A better understanding of how viruses can cause encephalopathy will be important for developing new, effective treatments.
About this neurology and virology research news
Author: Saori Obayashi
Source: Osaka University
Contact: Saori Obayashi – Osaka University
Image: The image is credited to Neuroscience News
Original Research: Open access.
“Viral entry and translation in brain endothelia provoke influenza-associated encephalopathy” by Shihoko Kimura-Ohba et al. Acta Neuropathologica
Abstract
Viral entry and translation in brain endothelia provoke influenza-associated encephalopathy
Influenza-associated encephalopathy (IAE) is extremely acute in onset, with high lethality and morbidity within a few days, while the direct pathogenesis by influenza virus in this acute phase in the brain is largely unknown.

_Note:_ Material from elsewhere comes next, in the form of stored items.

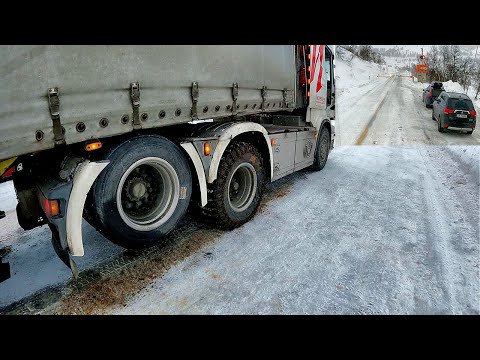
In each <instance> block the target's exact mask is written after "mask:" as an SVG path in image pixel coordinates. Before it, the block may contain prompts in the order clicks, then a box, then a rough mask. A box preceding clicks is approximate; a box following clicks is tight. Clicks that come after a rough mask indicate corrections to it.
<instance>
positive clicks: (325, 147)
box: [320, 133, 328, 162]
mask: <svg viewBox="0 0 480 360" xmlns="http://www.w3.org/2000/svg"><path fill="white" fill-rule="evenodd" d="M327 154H328V136H327V134H326V133H323V134H322V137H321V138H320V161H322V162H323V161H325V159H326V158H327Z"/></svg>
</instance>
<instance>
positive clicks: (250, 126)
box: [207, 122, 273, 184]
mask: <svg viewBox="0 0 480 360" xmlns="http://www.w3.org/2000/svg"><path fill="white" fill-rule="evenodd" d="M249 135H253V137H250V136H249ZM234 139H235V140H239V139H241V140H242V141H243V142H248V143H253V144H255V143H257V144H262V146H261V147H260V148H259V149H258V150H259V151H261V152H265V153H266V151H265V148H266V149H267V150H268V157H266V158H265V160H268V164H269V167H270V172H268V171H266V173H267V174H268V173H270V179H272V178H273V151H272V144H271V143H270V138H269V136H268V132H267V130H266V129H265V128H264V127H263V126H262V125H260V124H257V123H252V122H242V123H236V124H234V125H232V126H231V127H229V128H228V129H227V130H225V131H224V133H223V134H222V135H221V136H220V137H219V139H218V140H219V141H218V145H217V147H216V148H215V152H214V154H213V157H212V162H211V164H210V168H209V171H208V178H207V182H208V183H209V184H211V183H213V182H214V181H215V180H216V179H217V175H218V168H219V166H220V161H221V159H222V156H223V154H224V152H225V150H226V149H227V147H228V145H229V144H230V142H231V141H232V140H234ZM262 148H263V149H262Z"/></svg>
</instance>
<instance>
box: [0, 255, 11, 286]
mask: <svg viewBox="0 0 480 360" xmlns="http://www.w3.org/2000/svg"><path fill="white" fill-rule="evenodd" d="M7 279H10V264H9V263H8V262H7V263H4V262H2V259H0V282H2V281H5V280H7Z"/></svg>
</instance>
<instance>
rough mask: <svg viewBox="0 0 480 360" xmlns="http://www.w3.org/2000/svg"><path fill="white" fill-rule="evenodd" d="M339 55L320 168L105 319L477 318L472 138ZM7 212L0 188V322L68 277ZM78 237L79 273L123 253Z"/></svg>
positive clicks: (12, 204)
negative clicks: (398, 314) (129, 316)
mask: <svg viewBox="0 0 480 360" xmlns="http://www.w3.org/2000/svg"><path fill="white" fill-rule="evenodd" d="M336 53H337V57H336V59H337V60H336V86H337V90H336V92H337V99H336V103H337V106H336V108H337V121H336V133H337V136H336V145H335V149H334V150H333V151H332V153H331V154H330V157H329V160H328V163H327V165H326V167H325V168H324V169H323V170H322V171H321V172H310V171H308V170H304V171H301V172H300V173H298V174H294V175H292V176H291V177H289V178H287V181H289V182H290V184H291V191H290V193H288V194H286V195H284V196H283V197H281V198H279V199H276V200H274V201H272V202H270V203H268V204H266V205H265V206H266V210H265V211H262V212H260V213H258V214H257V215H256V216H255V217H254V218H253V219H252V220H251V221H250V222H248V223H247V224H245V225H243V226H242V227H240V228H238V229H235V230H233V231H230V232H227V233H224V234H222V235H220V236H218V238H217V239H215V241H214V242H213V244H212V245H208V246H207V247H206V248H204V249H202V250H201V251H199V252H197V253H195V254H193V255H192V256H188V257H186V258H185V259H183V261H181V262H180V263H179V264H178V265H175V266H173V267H172V268H170V269H168V270H167V271H166V273H165V274H164V276H162V277H161V278H158V279H156V280H155V281H154V282H153V283H151V284H150V285H149V286H148V287H147V288H144V289H143V290H142V291H140V292H139V293H138V294H131V297H130V298H129V300H128V301H127V302H126V303H125V304H118V306H113V307H112V308H110V309H108V310H107V312H108V313H114V314H161V313H171V314H479V313H480V288H479V287H480V275H479V266H480V265H479V263H480V250H479V237H478V234H479V218H478V214H479V204H480V196H479V186H480V178H479V163H480V146H479V145H480V135H479V133H478V130H476V131H475V132H474V133H473V135H466V134H461V133H456V132H446V133H439V132H438V131H437V129H436V123H435V122H434V121H433V120H432V119H431V110H430V109H427V108H425V106H424V105H423V104H422V102H421V96H422V89H423V88H425V87H426V85H427V84H422V83H418V82H417V81H416V79H412V78H407V77H395V76H392V75H394V74H395V73H397V74H398V72H399V69H400V68H401V67H402V66H403V65H404V62H402V60H398V61H397V60H395V59H387V63H386V64H385V65H377V64H373V63H369V62H366V61H363V60H361V59H359V58H357V57H356V56H354V55H353V54H349V53H348V52H345V51H342V50H338V49H337V52H336ZM444 85H445V87H446V89H447V91H457V92H463V89H461V86H460V85H459V84H458V83H453V82H451V81H450V82H448V81H447V82H445V83H444ZM459 87H460V88H459ZM478 105H479V104H478V102H477V106H478ZM477 112H478V109H477ZM355 144H361V145H362V146H352V145H355ZM397 145H402V146H397ZM312 188H314V189H316V191H315V195H314V196H312V191H311V189H312ZM15 206H16V196H15V192H14V189H13V185H12V183H11V182H7V183H4V184H0V210H5V211H6V213H7V217H6V218H5V219H3V220H0V241H1V243H0V247H3V246H11V249H12V251H11V253H10V254H9V255H8V257H7V259H8V260H9V261H10V262H11V266H12V278H11V279H8V280H6V281H5V282H3V283H0V309H1V308H2V307H3V308H4V307H6V306H8V305H10V304H12V303H14V302H16V301H19V300H21V299H23V298H25V297H27V296H31V295H33V294H35V293H36V292H42V291H45V289H46V288H49V287H54V286H56V287H58V286H59V287H62V286H65V285H66V283H67V282H68V281H69V280H70V278H71V274H70V271H69V269H68V268H66V267H65V266H64V265H63V263H62V262H61V261H60V260H59V259H58V258H57V256H56V254H55V252H54V250H53V248H52V245H51V242H50V238H51V234H50V232H49V230H48V228H47V227H46V226H44V227H41V228H36V229H34V230H31V231H23V230H22V229H21V228H20V227H19V225H18V222H17V220H16V214H15V211H14V210H15ZM83 234H84V239H85V257H83V258H77V259H76V260H78V264H79V268H80V271H83V272H85V271H87V270H91V269H95V268H97V267H98V264H99V263H100V262H102V261H105V260H106V259H109V258H111V257H112V256H115V255H117V254H121V253H122V252H123V249H121V248H119V247H118V246H116V245H114V244H112V243H111V242H109V241H108V240H107V239H105V238H104V237H103V236H101V235H100V234H99V233H97V232H96V231H95V230H94V229H93V228H92V227H91V226H89V225H88V224H86V223H84V225H83ZM119 286H122V284H120V285H119ZM79 291H81V290H79ZM0 312H1V311H0Z"/></svg>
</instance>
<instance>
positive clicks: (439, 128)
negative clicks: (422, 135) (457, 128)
mask: <svg viewBox="0 0 480 360" xmlns="http://www.w3.org/2000/svg"><path fill="white" fill-rule="evenodd" d="M437 128H438V132H444V131H445V130H444V129H443V127H442V121H441V120H440V117H439V118H438V120H437Z"/></svg>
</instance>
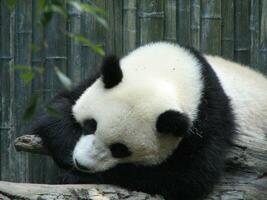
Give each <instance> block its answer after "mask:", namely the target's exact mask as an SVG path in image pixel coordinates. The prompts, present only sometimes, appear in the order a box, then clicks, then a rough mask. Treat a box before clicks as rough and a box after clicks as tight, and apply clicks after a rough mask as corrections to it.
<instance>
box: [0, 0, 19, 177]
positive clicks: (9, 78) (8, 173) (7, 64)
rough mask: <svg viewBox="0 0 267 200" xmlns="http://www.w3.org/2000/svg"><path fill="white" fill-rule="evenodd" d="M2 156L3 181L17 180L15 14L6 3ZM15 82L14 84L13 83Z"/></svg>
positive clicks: (4, 19)
mask: <svg viewBox="0 0 267 200" xmlns="http://www.w3.org/2000/svg"><path fill="white" fill-rule="evenodd" d="M0 6H1V7H0V9H1V10H0V24H1V25H0V26H1V28H0V44H1V45H0V80H1V83H0V91H1V93H0V94H1V96H0V99H1V101H0V106H1V107H0V108H1V109H0V111H1V112H0V116H1V117H0V119H1V121H0V137H1V138H0V139H1V141H0V148H1V149H0V156H1V165H0V168H1V180H13V181H15V180H16V175H15V171H16V168H15V166H16V165H15V164H14V153H15V152H14V149H13V147H12V140H13V139H14V135H12V134H14V122H13V119H14V118H13V101H14V95H13V94H14V91H13V86H14V70H12V69H11V66H12V65H13V63H14V49H13V48H14V46H13V44H14V40H13V39H14V12H10V11H9V10H8V8H7V4H6V1H1V2H0ZM12 82H13V83H12Z"/></svg>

Here we show that influenza virus enters into the cerebral endothelium and thereby induces IAE.
Three-weeks-old young mice were inoculated with influenza A virus (IAV). Physical and neurological scores were recorded and temporal-spatial analyses of histopathology and viral studies were performed up to 72 h post inoculation.
Histopathological examinations were also performed using IAE human autopsy brains. Viral infection, proliferation and pathogenesis were analyzed in cell lines of endothelium and astrocyte. The effects of anti-influenza viral drugs were tested in the cell lines and animal models.
Upon intravenous inoculation of IAV in mice, the mice developed encephalopathy with brain edema and pathological lesions represented by micro bleeding and injured astrocytic process (clasmatodendrosis) within 72 h.
Histologically, massive deposits of viral nucleoprotein were observed as early as 24 h post infection in the brain endothelial cells of mouse models and the IAE patients.
IAV inoculated endothelial cell lines showed deposition of viral proteins and provoked cell death, while IAV scarcely amplified. Inhibition of viral transcription and translation suppressed the endothelial cell death and the lethality of mouse models.
These data suggest that the onset of encephalopathy should be induced by cerebral endothelial infection with IAV.
Thus, IAV entry into the endothelium, and transcription and/or translation of viral RNA, but not viral proliferation, should be the key pathogenesis of IAE.